Welcome to our new series on permaculture renting, in which we attempt to grow food and live a simple life while moving from rental to rental at the whim of landlords + Australian housing prices. Yay!
So we’ve been off the farm just over a year now. We’ve just moved into our second rental house, as the first one went on the market, so we got the boot (thanks, Australian housing price bubble + negative gearing).
But i feel like we’re learning fast the tricks of permaculture renting. Including the lesson of if you want to eat it, grow it now. Like, right now.
Last time we grew veggies in quantity, we took the long view of building up our soil over years, using succession, improving things slowly, bit by bit.
We did this because we wanted to take a gentle path to land stewardship + long term soil health. And also because our budget was limited, so the slowly slowly technique of soil building made sense.
And we could take this attitude because we owned the land we were growing on (or Nick’s parents’ did, anyway). And we did a good job – by the time we left that land, the market garden’s soil was pretty damn fine, considering what we started with.
But here where we are now we’re on a 12 month lease, or maybe 24 month, if we’re lucky. And once we leave this little cottage + lawnspace, it will likely be ‘renovated’ to the point of total rebuild.
My point is that soil stewardship, in our current context, is not about prioritising the long term crumb structure over shorter term harvests, because in a year or two our gardens will likely be underneath the concrete floor of a new pool room.
That said, there’s no reason why we can’t create great soil here to grow in.
It’s just that we’ll take the high human energy input route, rather than the no-dig long-term veggie patch approach, when it comes to preparing our vegetable beds for planting.
It’s all about context. And now I think I’ve gone on long enough about our current one which is: Rental. Want food now.
To do this, we’re taking a biointensive gardening (ish) approach to this new rental garden.
Still organic, still soil stewardship, but relying on a heap of human energy inputs to get the growing system going, rather than primarily using soil biota + certain plant roots to de-compact the soil over a longer period of time.
And human energy we have. So let’s go.
We’ve started with an existing garden bed that was choked with couch grass, succulents and various mystery bits of metal. It was clear that this bed had not been tended to in many years.
Our first step, after weed removal, was double digging the bed.
Double digging is a great way to de-compact soil quickly and create a fine tilth for planting into, while retaining as much soil structure as possible for the benefit of the soil food web.
How to Double Dig a garden bed
The basic technique for double digging involves firstly dividing your garden bed into trenches.
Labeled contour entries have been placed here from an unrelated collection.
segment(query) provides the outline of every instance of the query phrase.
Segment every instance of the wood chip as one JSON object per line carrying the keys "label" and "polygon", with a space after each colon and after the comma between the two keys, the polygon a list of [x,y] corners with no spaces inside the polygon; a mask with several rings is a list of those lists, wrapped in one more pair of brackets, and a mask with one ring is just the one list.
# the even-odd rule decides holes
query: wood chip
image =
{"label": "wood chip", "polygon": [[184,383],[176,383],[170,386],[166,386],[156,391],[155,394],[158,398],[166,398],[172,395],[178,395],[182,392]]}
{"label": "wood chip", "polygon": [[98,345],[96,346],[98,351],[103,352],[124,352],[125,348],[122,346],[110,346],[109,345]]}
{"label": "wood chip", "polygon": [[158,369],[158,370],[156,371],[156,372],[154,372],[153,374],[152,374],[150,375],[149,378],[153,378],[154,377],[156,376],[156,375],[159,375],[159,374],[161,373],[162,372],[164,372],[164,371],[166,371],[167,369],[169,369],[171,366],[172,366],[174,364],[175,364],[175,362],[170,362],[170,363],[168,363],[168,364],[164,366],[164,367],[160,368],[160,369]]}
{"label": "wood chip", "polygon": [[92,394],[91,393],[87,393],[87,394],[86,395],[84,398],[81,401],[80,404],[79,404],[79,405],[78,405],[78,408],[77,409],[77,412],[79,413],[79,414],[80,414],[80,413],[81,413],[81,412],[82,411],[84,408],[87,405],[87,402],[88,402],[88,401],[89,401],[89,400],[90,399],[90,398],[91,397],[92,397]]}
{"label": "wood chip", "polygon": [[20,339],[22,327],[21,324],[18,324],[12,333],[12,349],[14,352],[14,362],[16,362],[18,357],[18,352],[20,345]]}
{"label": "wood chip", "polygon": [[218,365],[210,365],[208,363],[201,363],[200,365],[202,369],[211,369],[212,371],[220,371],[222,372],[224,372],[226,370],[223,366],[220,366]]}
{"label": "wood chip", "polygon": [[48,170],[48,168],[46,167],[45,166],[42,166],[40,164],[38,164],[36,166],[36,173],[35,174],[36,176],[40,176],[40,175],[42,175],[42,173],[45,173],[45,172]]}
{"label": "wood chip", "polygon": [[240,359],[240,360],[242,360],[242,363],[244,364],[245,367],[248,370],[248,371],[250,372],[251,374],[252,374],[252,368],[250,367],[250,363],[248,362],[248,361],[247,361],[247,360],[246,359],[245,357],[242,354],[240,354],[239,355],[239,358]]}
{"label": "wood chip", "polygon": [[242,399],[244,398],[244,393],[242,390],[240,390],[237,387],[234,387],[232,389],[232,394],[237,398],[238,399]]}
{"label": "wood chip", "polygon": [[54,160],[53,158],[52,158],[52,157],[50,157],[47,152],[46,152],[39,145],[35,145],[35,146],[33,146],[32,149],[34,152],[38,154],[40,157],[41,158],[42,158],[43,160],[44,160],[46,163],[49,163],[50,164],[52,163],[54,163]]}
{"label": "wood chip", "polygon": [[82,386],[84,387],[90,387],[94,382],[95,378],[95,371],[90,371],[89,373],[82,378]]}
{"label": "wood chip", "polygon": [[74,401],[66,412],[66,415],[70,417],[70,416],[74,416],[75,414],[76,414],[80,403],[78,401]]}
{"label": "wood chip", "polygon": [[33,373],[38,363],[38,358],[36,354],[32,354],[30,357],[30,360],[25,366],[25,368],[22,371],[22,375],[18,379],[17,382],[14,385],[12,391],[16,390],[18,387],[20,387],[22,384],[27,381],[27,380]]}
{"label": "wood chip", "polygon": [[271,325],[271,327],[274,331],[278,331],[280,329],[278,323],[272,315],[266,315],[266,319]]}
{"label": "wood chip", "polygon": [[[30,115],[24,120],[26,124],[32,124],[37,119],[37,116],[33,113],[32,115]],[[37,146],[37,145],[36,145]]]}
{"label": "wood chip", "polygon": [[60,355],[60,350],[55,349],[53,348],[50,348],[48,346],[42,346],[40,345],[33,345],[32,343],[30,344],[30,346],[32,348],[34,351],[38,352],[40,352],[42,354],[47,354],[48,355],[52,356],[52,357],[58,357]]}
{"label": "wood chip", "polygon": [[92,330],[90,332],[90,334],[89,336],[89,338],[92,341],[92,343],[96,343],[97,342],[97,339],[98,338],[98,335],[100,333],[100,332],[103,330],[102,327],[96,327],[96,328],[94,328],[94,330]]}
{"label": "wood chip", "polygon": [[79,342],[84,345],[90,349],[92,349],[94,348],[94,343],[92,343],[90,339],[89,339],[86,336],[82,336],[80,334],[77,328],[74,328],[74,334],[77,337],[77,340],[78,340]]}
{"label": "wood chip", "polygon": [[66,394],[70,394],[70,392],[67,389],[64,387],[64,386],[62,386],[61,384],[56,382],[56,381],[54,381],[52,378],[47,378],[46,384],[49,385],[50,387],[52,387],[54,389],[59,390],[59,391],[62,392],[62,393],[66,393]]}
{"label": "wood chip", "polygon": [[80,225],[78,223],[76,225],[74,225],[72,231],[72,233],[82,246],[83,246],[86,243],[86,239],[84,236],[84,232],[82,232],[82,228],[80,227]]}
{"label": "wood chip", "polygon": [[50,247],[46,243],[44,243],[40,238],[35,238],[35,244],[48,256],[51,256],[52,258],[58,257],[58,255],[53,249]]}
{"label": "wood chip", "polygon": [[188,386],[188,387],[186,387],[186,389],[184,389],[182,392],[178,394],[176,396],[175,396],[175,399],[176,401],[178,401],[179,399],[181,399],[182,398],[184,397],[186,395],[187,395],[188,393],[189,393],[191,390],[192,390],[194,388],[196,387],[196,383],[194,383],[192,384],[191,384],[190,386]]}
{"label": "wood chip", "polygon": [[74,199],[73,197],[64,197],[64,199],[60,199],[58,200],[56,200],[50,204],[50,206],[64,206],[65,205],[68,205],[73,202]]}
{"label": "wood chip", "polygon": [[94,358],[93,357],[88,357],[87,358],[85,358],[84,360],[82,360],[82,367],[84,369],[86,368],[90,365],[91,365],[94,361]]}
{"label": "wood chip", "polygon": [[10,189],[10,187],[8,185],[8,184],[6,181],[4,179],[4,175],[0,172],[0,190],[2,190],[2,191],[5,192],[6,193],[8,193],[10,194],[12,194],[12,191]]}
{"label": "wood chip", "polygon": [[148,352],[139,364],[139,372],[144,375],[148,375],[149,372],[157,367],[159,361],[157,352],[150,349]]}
Making the trenches the width of the spade you’re using works well in a small context like our current one.
Then, in the first trench, take out the top 20 cm of topsoil and set it aside, out of the bed (this bit is important).
Then, grab a garden fork and aerate the subsoil in that trench by digging in and rocking back and forth – you’re not trying to upend any soil here, just open the structure up a bit.
In a larger context you could use a broadfork for this task, or if you’re working on the small, like us, a sturdy garden fork is fine.
Then, in the next trench, take off the top 20 cm of topsoil and plonk it into the trench you just dug.
Repeat the ‘topsoil off + into the previous trench, subsoil aerated’ until you run out of garden, then in the last trench, put your first trench’s topsoil back in as the last thing you do.
**Note – some folks add manure to the subsoil layer as they go in this technique, and some don’t. We didn’t for this bed, but we will for some future beds, to observe the difference.
De-compaction done! And with a free workout. Win.
After that, we mapped out some keyhole paths to make double-reach planting areas in the bed, and built them out of bricks we found down the side of the house.
This path approach is not exactly biointensive style (boards over the tops of the beds are more commonly used) but we figured this solution would be more kid-friendly for whole family harvesting + planting.
Also, digging out the paths meant we could use the extra topsoil where we dug out on the beds. Excellent.
So – paths in, we raked the topsoil’s surface to break up any big clods.
Finally, we got planting winter green things: fennel, rocket, broad beans, radish, carrot, beetroot, lettuce and brassicas.
Not bad for an afternoon’s work.
From here on in for garden beds, we’re going to be ‘turning the lawn into lunch’ – so a slightly different approach to bed prep, but with the same result.
Beautiful home-grown green things, to supplement our family + friends’ food supply, and to contribute to crop swaps, if we get a glut.
It’s beginning to feel like home around here.